The Power of Dynamic Distance Oracles: Efficient Dynamic Algorithms for the Steiner Tree

In this paper we study the Steiner tree problem over a dynamic set of terminals. We consider the model where we are given an $n$-vertex graph $G=(V,E,w)$ with positive real edge weights, and our goal is to maintain a tree which is a good approximation of the minimum Steiner tree spanning a terminal set $S \subseteq V$, which changes over time. The changes applied to the terminal set are either terminal additions (incremental scenario), terminal removals (decremental scenario), or both (fully dynamic scenario). Our task here is twofold. We want to support updates in sublinear $o(n)$ time, and keep the approximation factor of the algorithm as small as possible.
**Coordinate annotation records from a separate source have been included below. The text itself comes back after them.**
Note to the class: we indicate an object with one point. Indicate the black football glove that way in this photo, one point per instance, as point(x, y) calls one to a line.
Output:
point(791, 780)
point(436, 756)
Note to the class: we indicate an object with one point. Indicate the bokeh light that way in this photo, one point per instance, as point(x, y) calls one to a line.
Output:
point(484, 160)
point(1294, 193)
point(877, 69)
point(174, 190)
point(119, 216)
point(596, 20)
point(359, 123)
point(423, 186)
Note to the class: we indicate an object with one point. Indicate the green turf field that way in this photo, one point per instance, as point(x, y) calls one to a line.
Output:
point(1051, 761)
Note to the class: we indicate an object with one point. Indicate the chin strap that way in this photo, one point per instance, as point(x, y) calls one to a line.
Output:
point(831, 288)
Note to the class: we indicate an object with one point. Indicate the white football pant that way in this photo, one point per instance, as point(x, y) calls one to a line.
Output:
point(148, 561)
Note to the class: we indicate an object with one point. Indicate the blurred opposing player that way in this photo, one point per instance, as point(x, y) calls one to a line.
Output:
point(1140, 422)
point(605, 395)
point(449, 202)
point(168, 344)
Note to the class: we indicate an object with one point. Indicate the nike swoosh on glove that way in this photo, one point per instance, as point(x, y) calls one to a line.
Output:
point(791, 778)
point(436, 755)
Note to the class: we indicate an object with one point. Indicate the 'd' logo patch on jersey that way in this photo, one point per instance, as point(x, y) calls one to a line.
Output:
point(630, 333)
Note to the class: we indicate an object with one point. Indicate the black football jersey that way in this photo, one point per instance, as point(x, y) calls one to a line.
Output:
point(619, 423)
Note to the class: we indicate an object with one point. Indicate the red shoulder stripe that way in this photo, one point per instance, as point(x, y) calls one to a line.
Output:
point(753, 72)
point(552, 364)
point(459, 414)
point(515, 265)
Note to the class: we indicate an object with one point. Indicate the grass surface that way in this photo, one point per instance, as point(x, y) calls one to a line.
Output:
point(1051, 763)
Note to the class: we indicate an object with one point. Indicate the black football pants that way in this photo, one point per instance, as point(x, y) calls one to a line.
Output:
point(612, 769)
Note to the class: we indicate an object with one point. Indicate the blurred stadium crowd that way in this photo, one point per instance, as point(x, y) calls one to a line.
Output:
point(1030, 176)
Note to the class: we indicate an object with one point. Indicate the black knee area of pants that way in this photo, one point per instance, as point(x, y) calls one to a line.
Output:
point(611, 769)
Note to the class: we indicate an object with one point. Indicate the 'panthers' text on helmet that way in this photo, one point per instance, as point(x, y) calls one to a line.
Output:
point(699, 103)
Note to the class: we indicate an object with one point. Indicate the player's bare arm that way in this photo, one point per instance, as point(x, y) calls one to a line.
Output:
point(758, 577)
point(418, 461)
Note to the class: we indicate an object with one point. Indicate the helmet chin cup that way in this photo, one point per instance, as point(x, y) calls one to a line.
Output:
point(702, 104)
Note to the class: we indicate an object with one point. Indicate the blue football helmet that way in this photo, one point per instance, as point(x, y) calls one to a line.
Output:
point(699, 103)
We show that we can maintain a $(6+\varepsilon)$-approximate Steiner tree of a general graph in $\tilde{O}(\sqrt{n} \log D)$ time per terminal addition or removal. Here, $D$ denotes the stretch of the metric induced by $G$. For planar graphs we achieve the same running time and the approximation ratio of $(2+\varepsilon)$. Moreover, we show faster algorithms for incremental and decremental scenarios. Finally, we show that if we allow higher approximation ratio, even more efficient algorithms are possible. In particular we show a polylogarithmic time $(4+\varepsilon)$-approximate algorithm for planar graphs. One of the main building blocks of our algorithms are dynamic distance oracles for vertex-labeled graphs, which are of independent interest. We also improve and use the online algorithms for the Steiner tree problem.